La troisième salle présente ainsi le renouvellement du courant Rinpa à travers les frères Korin, mais aussi des artistes tels que Watanabe Shiko, admirateur de Korin, Fukae Roshu dont la plupart des œuvres ont malheureusement disparu et Nakamura Hochu qui présente une nouvelle technique, le tarashikomi, qui applique l’encre ou les pigments sur une surface humide, ce qui a pour effet de créer un rendu flou. Ce dernier peignait également avec ses doigts et ses ongles, sans usage du pinceau. Ces artistes reprennent cependant les thèmes Rinpa, tout en leur apportant une toute autre dimension, comme le paravent à six panneaux Oiseau sur un prunier blanc de Hochu.

« Oiseau sur une branche de prunier » par Hochu.

 

Le renouveau du courant Rinpa.
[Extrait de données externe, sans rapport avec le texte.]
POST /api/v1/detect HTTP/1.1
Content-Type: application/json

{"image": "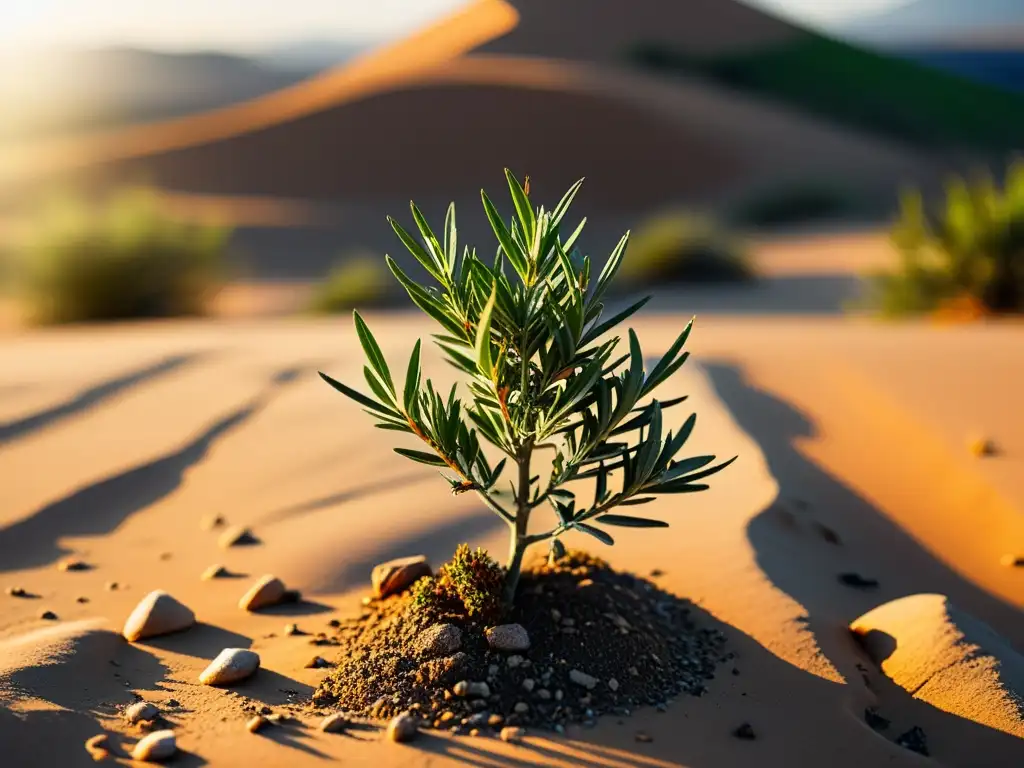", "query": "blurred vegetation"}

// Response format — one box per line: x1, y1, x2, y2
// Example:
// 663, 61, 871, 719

629, 33, 1024, 150
727, 182, 865, 228
869, 162, 1024, 318
12, 187, 230, 324
309, 254, 391, 314
617, 211, 754, 287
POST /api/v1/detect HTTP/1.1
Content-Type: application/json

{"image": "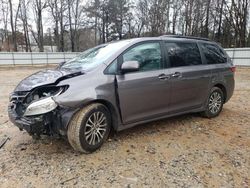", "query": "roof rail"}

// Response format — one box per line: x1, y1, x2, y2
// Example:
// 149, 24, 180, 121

160, 35, 211, 41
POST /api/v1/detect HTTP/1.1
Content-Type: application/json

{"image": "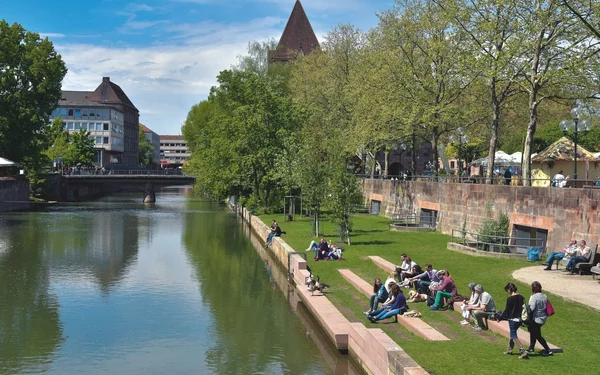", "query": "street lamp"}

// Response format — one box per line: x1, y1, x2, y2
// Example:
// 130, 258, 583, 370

558, 107, 592, 186
450, 128, 469, 182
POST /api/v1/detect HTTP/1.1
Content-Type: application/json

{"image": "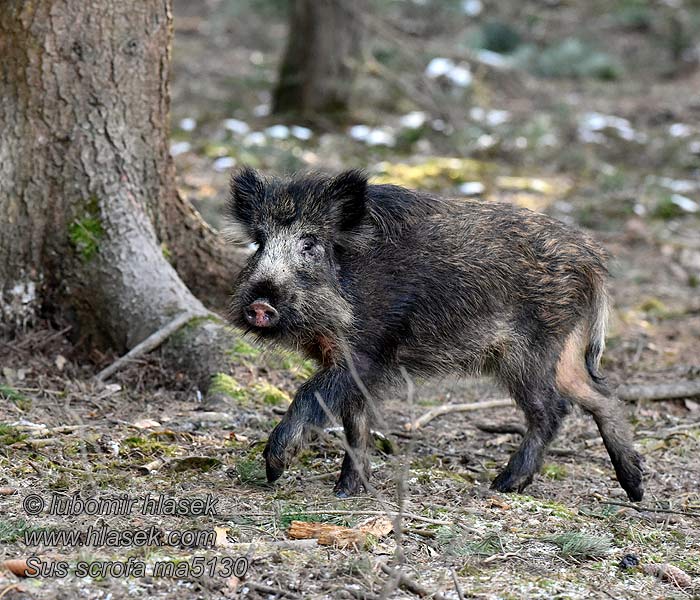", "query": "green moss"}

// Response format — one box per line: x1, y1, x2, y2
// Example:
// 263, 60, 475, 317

236, 458, 267, 485
0, 383, 32, 412
254, 382, 292, 406
209, 373, 251, 403
122, 436, 175, 457
0, 519, 31, 544
226, 338, 261, 360
542, 465, 569, 481
0, 423, 27, 446
651, 194, 686, 221
68, 197, 104, 261
543, 531, 612, 558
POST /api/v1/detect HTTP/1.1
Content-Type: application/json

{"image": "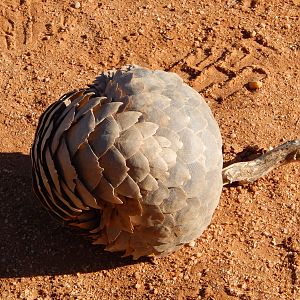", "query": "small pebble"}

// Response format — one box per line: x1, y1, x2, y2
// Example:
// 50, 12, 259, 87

74, 1, 81, 9
248, 81, 262, 90
189, 241, 196, 248
134, 283, 141, 289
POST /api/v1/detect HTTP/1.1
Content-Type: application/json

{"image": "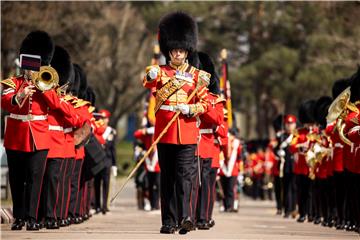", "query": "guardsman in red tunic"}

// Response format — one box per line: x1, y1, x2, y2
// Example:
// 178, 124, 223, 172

196, 52, 225, 229
1, 31, 59, 230
314, 96, 336, 227
208, 108, 228, 228
143, 12, 210, 234
220, 130, 242, 212
290, 100, 315, 223
344, 70, 360, 231
134, 127, 160, 210
94, 109, 117, 214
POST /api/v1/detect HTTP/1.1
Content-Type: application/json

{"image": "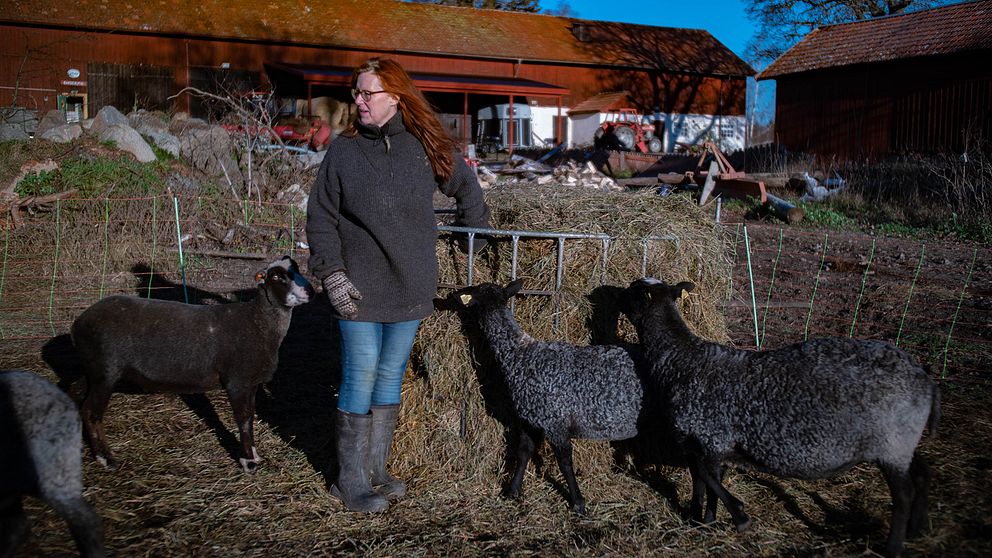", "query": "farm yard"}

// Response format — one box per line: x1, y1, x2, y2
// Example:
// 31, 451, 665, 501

0, 140, 992, 557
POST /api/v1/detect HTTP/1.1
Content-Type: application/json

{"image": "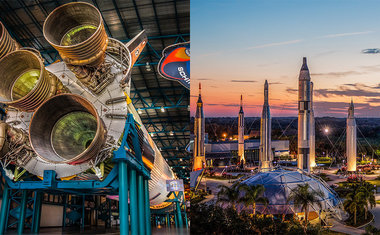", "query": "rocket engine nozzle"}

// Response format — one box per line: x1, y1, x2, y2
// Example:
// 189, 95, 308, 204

0, 50, 67, 112
29, 94, 107, 165
0, 22, 20, 59
43, 2, 108, 67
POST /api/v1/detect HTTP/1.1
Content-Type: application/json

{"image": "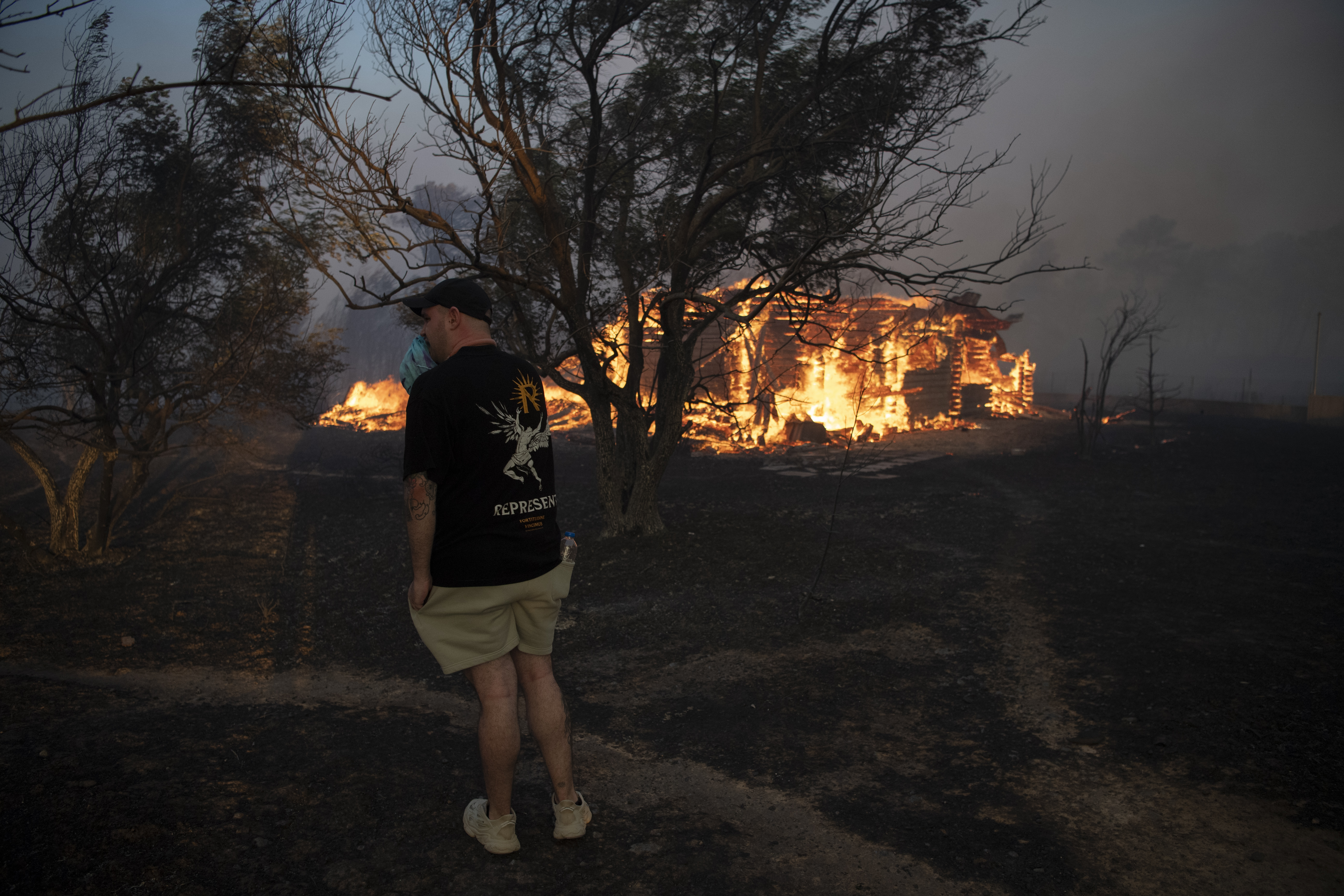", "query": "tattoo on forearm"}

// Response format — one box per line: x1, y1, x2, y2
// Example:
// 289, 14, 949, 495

Dans la dernière partie de l’exposition, on découvre les derniers héritiers du style Rinpa, qui n’ont eu de cesse que de le faire évoluer. Il y a tout d’abord Kamisaka Sekka dont le sublime rouleau vertical La Sorcière Yamanba en est un exemple frappant, dans cette représentation d’une figure du théâtre nô, ou le paravent Fleurs et plantes des quatre saisons, qui suit le déroulement des quatre saisons non pas de droite à gauche comme traditionnellement, mais dans le sens inverse. Il emprunte ainsi les grands thèmes du courant Rinpa, ses techniques et matériaux (notamment précieux), tout en le modernisant. Qui sait si le 21e siècle apportera à son tour une nouvelle variante de ce courant, entre tradition et ère contemporaine…

« Fleurs et herbes des quatre saisons », par Sekka.

 

Musée Cernuschi, 7 avenue Velasquez 75008 Paris.